The Presidency said Zuma had been "consistently concerned about the allegations of impropriety" that have swirled around the upgrade. He would study the report and give his response "in due course", the statement added.
Madonsela's 444-page summary of her two-year probe into the renovations at the rural Nkandla homestead in KwaZulu-Natal province painted a picture of systemic official incompetence and flouted tender procedures that Zuma never questioned.
"The President tacitly accepted the implementation of all measures at his residence and has unduly benefitted from the enormous capital investment in the non-security installations at his private residence," Madonsela said.
The soft-spoken advocate, who has become famous for her exhaustive scrutiny of official irregularities, described the cost overruns as "exponential" and said ministers had handled the project in an "appalling manner".
When the Nkandla scandal first broke in late 2009, the cost was estimated at 65 million rand ($6.1 million).
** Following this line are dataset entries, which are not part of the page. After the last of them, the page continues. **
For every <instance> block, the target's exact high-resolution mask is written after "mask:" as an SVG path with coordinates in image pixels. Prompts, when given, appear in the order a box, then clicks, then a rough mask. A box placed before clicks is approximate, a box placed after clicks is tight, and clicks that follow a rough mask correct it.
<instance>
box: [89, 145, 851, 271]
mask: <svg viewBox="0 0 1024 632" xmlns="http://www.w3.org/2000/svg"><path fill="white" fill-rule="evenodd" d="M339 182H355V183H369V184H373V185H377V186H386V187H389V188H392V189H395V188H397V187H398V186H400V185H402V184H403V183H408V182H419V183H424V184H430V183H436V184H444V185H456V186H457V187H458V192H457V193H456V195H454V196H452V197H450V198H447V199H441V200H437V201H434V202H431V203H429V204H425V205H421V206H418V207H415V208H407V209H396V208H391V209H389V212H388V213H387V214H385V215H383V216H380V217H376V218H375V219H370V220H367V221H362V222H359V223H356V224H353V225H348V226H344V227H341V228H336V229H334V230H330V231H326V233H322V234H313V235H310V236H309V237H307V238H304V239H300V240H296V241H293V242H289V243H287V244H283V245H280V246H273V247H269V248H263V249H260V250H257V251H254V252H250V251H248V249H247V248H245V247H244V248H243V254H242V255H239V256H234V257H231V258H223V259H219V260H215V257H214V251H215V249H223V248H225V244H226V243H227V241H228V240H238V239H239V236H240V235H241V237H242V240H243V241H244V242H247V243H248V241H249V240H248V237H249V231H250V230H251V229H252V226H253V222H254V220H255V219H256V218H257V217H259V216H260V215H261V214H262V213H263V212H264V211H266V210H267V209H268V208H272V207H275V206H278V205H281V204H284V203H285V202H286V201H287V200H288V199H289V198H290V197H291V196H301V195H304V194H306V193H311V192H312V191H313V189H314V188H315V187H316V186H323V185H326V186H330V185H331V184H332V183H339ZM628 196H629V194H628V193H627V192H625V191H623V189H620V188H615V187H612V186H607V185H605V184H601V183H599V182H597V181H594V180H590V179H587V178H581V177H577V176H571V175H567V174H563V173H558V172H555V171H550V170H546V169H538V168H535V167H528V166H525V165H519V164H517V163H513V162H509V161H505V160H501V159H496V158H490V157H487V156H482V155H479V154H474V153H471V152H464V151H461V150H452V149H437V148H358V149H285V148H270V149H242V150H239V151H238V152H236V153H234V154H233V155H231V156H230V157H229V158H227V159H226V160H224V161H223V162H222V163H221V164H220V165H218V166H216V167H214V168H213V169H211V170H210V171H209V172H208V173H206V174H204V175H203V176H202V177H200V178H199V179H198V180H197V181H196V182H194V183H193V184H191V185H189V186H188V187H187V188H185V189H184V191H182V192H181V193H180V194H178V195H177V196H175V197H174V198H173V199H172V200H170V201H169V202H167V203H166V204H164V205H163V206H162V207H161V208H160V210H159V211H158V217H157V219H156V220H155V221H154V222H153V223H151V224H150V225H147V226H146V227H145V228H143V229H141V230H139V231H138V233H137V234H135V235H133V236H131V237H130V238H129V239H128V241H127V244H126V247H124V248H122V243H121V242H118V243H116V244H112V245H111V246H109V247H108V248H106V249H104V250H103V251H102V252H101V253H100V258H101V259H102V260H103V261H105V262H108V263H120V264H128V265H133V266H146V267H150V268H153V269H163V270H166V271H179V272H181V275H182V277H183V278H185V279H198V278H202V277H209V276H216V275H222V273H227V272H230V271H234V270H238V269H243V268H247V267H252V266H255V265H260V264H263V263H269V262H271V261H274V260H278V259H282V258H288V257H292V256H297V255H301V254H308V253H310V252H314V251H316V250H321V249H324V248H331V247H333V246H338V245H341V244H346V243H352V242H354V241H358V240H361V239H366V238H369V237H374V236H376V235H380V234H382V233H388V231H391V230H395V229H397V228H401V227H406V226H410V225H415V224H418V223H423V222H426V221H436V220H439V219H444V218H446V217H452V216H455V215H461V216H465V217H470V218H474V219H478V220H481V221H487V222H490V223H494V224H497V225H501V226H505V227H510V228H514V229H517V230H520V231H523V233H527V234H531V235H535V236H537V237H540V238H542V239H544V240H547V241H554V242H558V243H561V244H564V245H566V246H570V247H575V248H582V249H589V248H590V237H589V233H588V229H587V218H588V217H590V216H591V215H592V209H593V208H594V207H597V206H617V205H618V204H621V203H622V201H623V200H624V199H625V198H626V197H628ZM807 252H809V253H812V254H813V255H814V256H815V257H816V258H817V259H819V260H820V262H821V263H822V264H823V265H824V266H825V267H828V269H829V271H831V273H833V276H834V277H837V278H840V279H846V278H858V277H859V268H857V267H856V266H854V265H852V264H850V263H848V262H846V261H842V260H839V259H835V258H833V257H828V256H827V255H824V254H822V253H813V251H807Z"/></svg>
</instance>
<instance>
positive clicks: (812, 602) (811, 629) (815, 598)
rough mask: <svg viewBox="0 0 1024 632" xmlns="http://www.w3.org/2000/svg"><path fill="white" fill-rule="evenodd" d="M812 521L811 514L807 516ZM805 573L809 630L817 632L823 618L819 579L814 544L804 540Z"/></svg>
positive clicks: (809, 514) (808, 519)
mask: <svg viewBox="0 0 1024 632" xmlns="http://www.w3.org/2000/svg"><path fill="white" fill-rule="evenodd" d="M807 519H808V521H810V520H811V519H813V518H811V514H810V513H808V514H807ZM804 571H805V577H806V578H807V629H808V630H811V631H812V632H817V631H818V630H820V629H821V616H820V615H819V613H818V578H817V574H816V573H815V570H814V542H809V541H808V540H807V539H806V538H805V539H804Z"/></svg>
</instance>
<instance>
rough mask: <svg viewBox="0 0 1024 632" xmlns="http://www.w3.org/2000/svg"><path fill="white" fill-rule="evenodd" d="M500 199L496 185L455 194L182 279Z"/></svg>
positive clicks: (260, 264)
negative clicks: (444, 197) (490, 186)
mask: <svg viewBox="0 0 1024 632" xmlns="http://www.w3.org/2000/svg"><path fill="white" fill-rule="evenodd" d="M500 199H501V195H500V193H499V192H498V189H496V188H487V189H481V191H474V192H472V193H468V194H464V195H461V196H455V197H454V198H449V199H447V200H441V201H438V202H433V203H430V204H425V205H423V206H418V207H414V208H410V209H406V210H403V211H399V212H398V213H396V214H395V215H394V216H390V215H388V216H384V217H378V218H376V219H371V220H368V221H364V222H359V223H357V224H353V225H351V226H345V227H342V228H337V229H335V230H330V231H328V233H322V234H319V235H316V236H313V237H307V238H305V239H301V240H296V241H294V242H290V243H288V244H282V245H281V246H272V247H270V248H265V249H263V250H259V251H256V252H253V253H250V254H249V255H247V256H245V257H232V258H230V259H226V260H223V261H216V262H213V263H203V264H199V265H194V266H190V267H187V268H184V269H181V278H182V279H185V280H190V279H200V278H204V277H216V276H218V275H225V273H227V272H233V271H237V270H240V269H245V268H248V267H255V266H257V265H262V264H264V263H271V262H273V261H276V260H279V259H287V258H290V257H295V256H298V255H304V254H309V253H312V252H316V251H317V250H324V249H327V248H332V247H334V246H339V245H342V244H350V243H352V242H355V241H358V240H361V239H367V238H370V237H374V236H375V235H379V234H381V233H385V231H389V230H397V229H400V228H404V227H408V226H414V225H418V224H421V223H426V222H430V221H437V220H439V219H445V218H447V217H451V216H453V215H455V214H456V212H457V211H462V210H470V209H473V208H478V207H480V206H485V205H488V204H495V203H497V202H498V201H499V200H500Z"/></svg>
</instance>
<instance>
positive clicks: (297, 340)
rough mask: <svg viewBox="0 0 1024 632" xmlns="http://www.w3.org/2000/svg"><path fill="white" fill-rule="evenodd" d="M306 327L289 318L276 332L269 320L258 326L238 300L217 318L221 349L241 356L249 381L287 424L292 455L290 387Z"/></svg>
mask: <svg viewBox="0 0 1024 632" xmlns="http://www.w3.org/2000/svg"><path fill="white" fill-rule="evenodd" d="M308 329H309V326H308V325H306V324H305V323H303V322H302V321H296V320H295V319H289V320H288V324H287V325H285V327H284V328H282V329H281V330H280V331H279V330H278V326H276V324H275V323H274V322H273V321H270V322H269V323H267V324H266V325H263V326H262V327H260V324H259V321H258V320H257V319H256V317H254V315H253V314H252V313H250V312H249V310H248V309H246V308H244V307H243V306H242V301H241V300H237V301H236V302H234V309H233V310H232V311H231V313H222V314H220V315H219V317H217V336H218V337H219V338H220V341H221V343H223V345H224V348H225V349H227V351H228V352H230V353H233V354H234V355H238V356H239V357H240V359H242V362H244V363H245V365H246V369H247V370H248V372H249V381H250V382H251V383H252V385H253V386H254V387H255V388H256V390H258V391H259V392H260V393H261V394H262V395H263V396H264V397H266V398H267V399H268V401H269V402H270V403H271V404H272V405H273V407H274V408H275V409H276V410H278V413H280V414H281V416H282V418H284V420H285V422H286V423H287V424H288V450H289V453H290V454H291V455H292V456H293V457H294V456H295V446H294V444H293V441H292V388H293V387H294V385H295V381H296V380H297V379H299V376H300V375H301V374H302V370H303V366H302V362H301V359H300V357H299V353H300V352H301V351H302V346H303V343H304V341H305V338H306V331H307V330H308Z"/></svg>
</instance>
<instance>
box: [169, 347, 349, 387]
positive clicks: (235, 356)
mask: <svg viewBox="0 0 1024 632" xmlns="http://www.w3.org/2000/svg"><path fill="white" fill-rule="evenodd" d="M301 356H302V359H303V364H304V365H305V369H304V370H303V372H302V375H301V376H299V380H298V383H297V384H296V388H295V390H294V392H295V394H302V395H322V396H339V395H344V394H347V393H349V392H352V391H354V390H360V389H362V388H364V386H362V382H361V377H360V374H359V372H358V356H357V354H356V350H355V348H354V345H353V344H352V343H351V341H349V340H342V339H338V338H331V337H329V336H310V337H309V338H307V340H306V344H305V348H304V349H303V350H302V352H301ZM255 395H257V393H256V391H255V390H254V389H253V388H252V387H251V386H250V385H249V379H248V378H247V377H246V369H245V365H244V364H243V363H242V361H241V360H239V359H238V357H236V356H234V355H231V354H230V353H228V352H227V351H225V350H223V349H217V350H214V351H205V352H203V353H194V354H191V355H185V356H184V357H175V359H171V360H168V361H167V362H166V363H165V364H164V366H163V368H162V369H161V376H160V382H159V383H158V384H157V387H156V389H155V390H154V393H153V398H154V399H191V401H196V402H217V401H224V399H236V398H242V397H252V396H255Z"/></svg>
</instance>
Despite intense public scrutiny since then, the bill ballooned to 246 million rand as the project spiralled out of control.
The total amounts to eight times the money spent securing the home of anti-apartheid leader Nelson Mandela, who died in December aged 95, and more than 1,000 times that spent on F.W. de Klerk, South Africa's last white president.
"ANC, BE CAREFUL"
Even though Madonsela's findings are in line with leaked excerpts to newspapers late last year, the ANC looks set to take a hit from voters angry at perceived corruption under Zuma and South Africa's shoddy public services.
In the last three months, townships around Johannesburg and Pretoria have been rocked by riots daily, mainly by young blacks mired in poverty and unemployment that has changed little in the two decades since white-minority rule.
Despite this social pressure, the report said funds earmarked for inner cities had been diverted to Nkandla.
"This stealing honestly makes me sad," said 29-year-old George Moloi, a taxi driver from Johannesburg's Soweto township.
"I love the ANC. I would die for the ANC, but they need to be careful because people are sick of empty promises and lies. The ANC will win the election, but I might vote for the opposition to send them a message."
The ANC, which has staunchly supported Zuma during previous corruption and personal imbroglios, cancelled a scheduled news conference, saying it needed more time to study Madonsela's findings. It will give its response at 0800 GMT on Thursday.
The report also criticised the placing of a clinic and police facilities inside the gated compound, saying they could have been moved outside for the benefit of the public in what is one of the poorest regions of Africa's wealthiest country.
"This is negative for the ANC," said Nic Borain, an independent political analyst.
"They will lose votes as a result of this."
Underscoring the challenges facing the ANC in an economy struggling to recover from a 2009 recession, thousands of members of the metalworkers union, South Africa's largest, sang anti-ANC songs as they marched through the streets of Johannesburg on Wednesday demanding greater workers' rights.
"SECURE IN COMFORT"
The report - entitled "Secure in Comfort" - added that Zuma had failed to question the scale or opulence of the construction work, which would have raised the eyebrows of a "reasonable person".
The government went to court last year to try to prevent Madonsela releasing her findings on the grounds they might jeopardise Zuma's security, but dropped the challenge after she said there was no threat.
Zuma, a polygamous Zulu traditionalist with no formal education, has been beset by scandal throughout a political career that included a decade alongside Mandela on Robben Island, the apartheid government's penal camp off Cape Town.
He was charged but acquitted of rape in 2006, and only became president in 2009 after corruption charges against him were dropped on a technicality days before the polls. While in office he fathered a child with the daughter of a close friend.
The extent of his unpopularity in urban areas was highlighted by the boos that greeted him at a memorial to Mandela at Johannesburg's Soccer City stadium in December, although he still enjoys strong support in the countryside.